Russland kontrolliert derzeit etwa 25% des ukrainischen Staatsgebiets und wenn am Ziel der Wiederherstellung der vollständigen Souveränität der Ukraine festgehalten werden soll, so muss der wirtschaftliche, politische und militärische Druck auf Russland für lange Zeit aufrechterhalten werden. Es zeichnet sich ab, dass Russland einen sehr hohen Preis für diesen Krieg bezahlt und langfristig einen wirtschaftlichen und politischen Niedergang erleben wird. Wie Russland die besetzten ukrainische Gebiete langfristig halten soll, ist ebenfalls unklar.
Die am Freitag veröffentlichten US-Arbeitsmarktdaten für Juni haben den Erwartungen entsprochen. Insbesondere lassen sie eine durchaus erhoffte Abkühlung des Arbeitsmarktes in der zweiten Jahreshälfte erwarten. Am kommenden Mittwoch 13. Juli wird die Bekanntgabe der US-Konsumentenpreisinflation erwartet.
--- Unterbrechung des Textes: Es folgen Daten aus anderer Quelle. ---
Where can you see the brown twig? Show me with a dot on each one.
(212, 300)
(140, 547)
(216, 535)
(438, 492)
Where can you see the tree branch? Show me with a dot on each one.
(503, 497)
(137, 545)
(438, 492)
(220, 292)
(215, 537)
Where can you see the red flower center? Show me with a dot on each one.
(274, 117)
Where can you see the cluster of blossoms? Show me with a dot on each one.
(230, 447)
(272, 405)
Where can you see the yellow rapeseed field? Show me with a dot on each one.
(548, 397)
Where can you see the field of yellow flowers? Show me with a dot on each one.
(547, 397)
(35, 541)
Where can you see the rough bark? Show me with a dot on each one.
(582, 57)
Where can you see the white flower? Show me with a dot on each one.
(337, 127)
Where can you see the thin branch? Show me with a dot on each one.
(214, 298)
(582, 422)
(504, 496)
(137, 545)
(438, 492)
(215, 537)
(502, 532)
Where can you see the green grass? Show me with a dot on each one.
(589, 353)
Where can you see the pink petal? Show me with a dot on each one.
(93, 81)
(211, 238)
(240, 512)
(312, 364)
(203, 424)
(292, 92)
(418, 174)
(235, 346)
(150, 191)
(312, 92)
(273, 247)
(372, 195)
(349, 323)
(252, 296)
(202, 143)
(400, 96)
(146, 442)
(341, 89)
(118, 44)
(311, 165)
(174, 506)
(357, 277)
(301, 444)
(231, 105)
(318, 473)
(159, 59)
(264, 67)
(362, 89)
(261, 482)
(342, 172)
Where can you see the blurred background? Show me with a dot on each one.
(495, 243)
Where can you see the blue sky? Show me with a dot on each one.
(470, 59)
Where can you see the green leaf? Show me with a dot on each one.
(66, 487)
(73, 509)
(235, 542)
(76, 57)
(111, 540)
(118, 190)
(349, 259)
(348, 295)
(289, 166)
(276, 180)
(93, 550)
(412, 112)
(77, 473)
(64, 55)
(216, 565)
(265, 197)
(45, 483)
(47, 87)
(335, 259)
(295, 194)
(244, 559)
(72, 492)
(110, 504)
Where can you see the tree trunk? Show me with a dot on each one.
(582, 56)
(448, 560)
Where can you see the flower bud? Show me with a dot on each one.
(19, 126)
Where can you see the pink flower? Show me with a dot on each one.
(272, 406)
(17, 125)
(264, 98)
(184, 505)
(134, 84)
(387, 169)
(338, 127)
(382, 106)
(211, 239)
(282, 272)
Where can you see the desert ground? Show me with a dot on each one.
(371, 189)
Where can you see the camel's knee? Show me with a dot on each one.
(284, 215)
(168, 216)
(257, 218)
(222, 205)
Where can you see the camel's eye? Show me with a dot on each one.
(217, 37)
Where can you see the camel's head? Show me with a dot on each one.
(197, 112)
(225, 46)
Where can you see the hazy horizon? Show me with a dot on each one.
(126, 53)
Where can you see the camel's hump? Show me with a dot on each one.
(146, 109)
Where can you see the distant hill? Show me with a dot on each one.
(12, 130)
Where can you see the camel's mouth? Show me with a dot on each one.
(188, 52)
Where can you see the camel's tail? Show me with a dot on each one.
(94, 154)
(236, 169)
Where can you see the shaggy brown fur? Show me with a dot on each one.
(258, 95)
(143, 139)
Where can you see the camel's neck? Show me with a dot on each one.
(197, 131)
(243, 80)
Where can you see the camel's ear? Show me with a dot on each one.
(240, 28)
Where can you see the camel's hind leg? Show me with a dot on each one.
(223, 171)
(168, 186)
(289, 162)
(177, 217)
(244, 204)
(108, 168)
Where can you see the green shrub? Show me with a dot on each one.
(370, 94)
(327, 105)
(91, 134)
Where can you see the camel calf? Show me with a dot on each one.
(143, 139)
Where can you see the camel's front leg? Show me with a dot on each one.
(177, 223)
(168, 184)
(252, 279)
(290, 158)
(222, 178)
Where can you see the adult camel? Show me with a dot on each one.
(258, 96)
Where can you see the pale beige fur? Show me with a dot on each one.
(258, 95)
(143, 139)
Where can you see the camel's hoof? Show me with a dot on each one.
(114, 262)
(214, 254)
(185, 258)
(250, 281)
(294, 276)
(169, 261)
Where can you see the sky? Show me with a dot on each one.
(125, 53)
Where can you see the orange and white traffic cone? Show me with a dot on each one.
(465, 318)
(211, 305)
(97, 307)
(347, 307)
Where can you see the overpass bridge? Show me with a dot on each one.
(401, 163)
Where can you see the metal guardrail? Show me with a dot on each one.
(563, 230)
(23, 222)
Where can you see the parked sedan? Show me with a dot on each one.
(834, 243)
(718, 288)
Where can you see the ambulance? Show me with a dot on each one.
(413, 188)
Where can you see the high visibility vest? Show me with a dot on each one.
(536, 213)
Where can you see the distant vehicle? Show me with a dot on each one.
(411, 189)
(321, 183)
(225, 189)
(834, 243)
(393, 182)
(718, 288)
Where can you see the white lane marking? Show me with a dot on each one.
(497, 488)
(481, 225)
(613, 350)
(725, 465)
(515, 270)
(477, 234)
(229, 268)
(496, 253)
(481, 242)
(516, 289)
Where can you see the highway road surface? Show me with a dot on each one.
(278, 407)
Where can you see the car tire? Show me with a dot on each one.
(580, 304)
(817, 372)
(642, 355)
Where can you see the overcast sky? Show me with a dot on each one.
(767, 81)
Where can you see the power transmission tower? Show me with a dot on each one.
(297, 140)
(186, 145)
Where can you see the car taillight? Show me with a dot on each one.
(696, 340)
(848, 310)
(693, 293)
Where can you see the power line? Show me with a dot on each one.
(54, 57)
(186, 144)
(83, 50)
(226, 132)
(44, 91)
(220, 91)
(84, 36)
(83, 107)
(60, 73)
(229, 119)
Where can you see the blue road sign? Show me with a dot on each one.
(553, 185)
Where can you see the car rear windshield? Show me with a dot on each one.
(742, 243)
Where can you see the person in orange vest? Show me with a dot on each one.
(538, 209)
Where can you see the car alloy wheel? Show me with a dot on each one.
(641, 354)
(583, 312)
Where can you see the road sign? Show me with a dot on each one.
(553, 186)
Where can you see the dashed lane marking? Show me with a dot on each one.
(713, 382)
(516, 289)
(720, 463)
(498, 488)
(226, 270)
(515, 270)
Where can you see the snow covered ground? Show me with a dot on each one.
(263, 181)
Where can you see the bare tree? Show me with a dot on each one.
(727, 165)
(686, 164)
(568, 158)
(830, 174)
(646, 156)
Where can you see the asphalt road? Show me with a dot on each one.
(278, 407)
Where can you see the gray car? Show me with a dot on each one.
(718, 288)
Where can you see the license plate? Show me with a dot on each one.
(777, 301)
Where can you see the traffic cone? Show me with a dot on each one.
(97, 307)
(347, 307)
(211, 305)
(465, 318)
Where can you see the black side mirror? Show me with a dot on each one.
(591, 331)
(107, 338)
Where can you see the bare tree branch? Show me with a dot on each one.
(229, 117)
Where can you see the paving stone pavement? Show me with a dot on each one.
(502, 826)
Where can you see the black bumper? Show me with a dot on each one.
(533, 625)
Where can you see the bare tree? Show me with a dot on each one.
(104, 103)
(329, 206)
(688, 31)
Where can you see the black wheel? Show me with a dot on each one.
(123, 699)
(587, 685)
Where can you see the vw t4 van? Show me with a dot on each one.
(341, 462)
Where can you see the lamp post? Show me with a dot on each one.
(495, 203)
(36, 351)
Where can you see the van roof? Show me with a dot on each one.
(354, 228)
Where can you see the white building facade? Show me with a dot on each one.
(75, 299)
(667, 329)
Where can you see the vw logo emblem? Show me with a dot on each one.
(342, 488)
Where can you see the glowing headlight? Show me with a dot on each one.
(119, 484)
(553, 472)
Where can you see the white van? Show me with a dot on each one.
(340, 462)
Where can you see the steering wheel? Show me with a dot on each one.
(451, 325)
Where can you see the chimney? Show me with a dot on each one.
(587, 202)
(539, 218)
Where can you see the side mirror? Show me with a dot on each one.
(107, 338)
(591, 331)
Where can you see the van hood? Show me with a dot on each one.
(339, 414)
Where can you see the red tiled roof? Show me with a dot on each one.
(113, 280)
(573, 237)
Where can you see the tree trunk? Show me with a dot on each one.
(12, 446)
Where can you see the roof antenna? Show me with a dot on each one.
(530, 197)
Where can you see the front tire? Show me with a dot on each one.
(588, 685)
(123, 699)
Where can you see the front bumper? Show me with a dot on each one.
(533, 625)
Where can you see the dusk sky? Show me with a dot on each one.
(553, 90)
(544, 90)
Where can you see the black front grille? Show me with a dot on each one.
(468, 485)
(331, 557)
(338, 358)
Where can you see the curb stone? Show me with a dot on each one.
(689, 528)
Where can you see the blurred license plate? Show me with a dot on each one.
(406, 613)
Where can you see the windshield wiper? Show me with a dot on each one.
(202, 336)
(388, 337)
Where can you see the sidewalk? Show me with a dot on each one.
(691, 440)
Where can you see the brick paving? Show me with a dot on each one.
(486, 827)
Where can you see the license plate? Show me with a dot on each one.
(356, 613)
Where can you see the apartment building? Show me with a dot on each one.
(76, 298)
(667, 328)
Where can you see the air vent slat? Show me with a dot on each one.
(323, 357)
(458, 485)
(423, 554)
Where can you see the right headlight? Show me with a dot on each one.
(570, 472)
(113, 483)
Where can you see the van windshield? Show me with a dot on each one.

Die Konsensus Prognose von 8.8% erwartet gegenüber Mai (8.6%) einen nochmaligen leichten Anstieg. Damit könnte aber die Spitze der US-Inflationsentwicklung nun aber erreicht worden sein.
Der Rückgang der Verfallsrenditen für langlaufenden Staatsanleihen hat zu einer Erholung der Obligationenkurse geführt. Damit haben sich konservative Anlagestrategien (Einkommen) seit den Performance-Tiefständen im Juni etwas erholt.
Der SMI-Index ist gegenwärtig praktisch unverändert. Der Deutsche DAX-Index verlierst etwa 0.6%. Für die US-Aktienmärkte wird heute Verlust von etwa 0.5% erwartet (Stand ca. 12:00 Uhr, 11.7.2022, Basel Zeit).